[Haskell-cafe] Wrong Answer Computing Graph Dominators

[Dan Weston]

Matthew Brecknell wrote:
> Dan Weston wrote:
>> Here, "any path" means all paths, a logical conjunction:
>>
>> and [True, True] = True
>> and [True      ] = True
>> and [          ] = True
> 
> Kim-Ee Yeoh wrote: 
>> Hate to nitpick, but what appears to be some kind of a 
>> limit in the opposite direction is a curious way of arguing 
>> that: and [] = True.
>>
>> Surely one can also write
>>
>> and [False, False] = False
>> and [False      ] = False
>> and [          ] = False ???
> 
> No. I think what Dan meant was that for all non-null
> xs :: [Bool], it is clearly true that:
> 
> and (True:xs) == and xs  -- (1)
> 
> It therefore makes sense to define (1) to hold also
> for empty lists, and since it is also true that:
> 
> and (True:[]) == True
> 
> We obtain:
> 
> and [] == True
> 
> Since we can't make any similar claim about the
> conjuctions of lists beginning with False, there
> is no reasonable argument to the contrary.

Also, (and I know none of this is original, but it's worth repeating...)

It is not just the definition of "and" at stake here. Logical 
propositions that extend painlessly to [] if (and [] == True) become 
inconsistent for [] if (and [] == False) and would have to be checked in 
program calculation.

For instance, in propositional logic, you can prove (using Composition, 
Distribution[2], Material Implication) that for nonnull ys = 
[y0,y1,..,yn], implying everthing implies each thing:

x -> (y0 && y1 && ... yn)
          <-->
(x -> y0) && (x -> y1) && ... && (x -> yn)

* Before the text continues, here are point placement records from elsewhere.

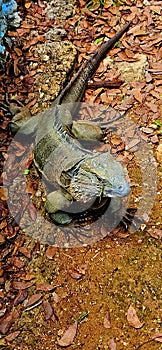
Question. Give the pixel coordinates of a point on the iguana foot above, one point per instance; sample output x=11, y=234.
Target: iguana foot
x=60, y=217
x=131, y=219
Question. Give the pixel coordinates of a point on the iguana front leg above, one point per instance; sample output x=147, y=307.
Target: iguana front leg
x=56, y=201
x=94, y=129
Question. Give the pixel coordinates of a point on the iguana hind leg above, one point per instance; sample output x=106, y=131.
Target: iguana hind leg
x=24, y=122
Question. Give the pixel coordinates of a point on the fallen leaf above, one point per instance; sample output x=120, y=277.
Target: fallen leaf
x=8, y=320
x=21, y=285
x=156, y=233
x=112, y=344
x=133, y=319
x=33, y=299
x=69, y=335
x=12, y=336
x=74, y=273
x=107, y=323
x=45, y=287
x=137, y=94
x=48, y=310
x=157, y=337
x=21, y=296
x=17, y=262
x=50, y=252
x=34, y=41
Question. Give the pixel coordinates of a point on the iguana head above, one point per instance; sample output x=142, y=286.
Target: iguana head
x=99, y=175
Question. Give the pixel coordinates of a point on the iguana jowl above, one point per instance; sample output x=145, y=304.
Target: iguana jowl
x=76, y=173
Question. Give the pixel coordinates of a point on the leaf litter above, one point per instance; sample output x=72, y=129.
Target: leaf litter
x=145, y=99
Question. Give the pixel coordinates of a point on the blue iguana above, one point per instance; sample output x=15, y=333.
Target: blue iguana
x=76, y=173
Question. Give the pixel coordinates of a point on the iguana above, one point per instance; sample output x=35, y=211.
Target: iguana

Writing this in Haskell and using the fact that x -> y means (not x || 
y), this says that

not x || and ys == and (map (not x ||) ys)

or in pointfree notation:

f . and == and . map f
   where f = (not x ||)

This should look familiar to origamists everywhere. "and" can be defined 
in terms of foldr iff (and [] == True) [Try it!].

Why is this important?

If and is defined with foldr, then the above can be proven for all 
well-typed f, and for f = (not x ||) in particular, even if ys is null. 
The law is painlessly extended to cover the null case automatically (and 
is therefore consistent):

LHS:  not x || (and []) == not x || True == True
RHS:  and (map (not x ||) []) == and []  == True
   Therefore True |- True, an instance of x |- x

If (and [] == False), then the law becomes inconsistent:

LHS:  not x || (and []) == not x || False == not x
RHS:  and (map (not x ||) []) == and [] == False
   Since not x == False, then x == True
   Therefore, True |- x ==> -| x (everything is derivable)

so we would have to exclude the null case for this law (and many 
others). Uck! Better stick with (and [] == True)

Naturally, similar reasoning justifies (or [] == False).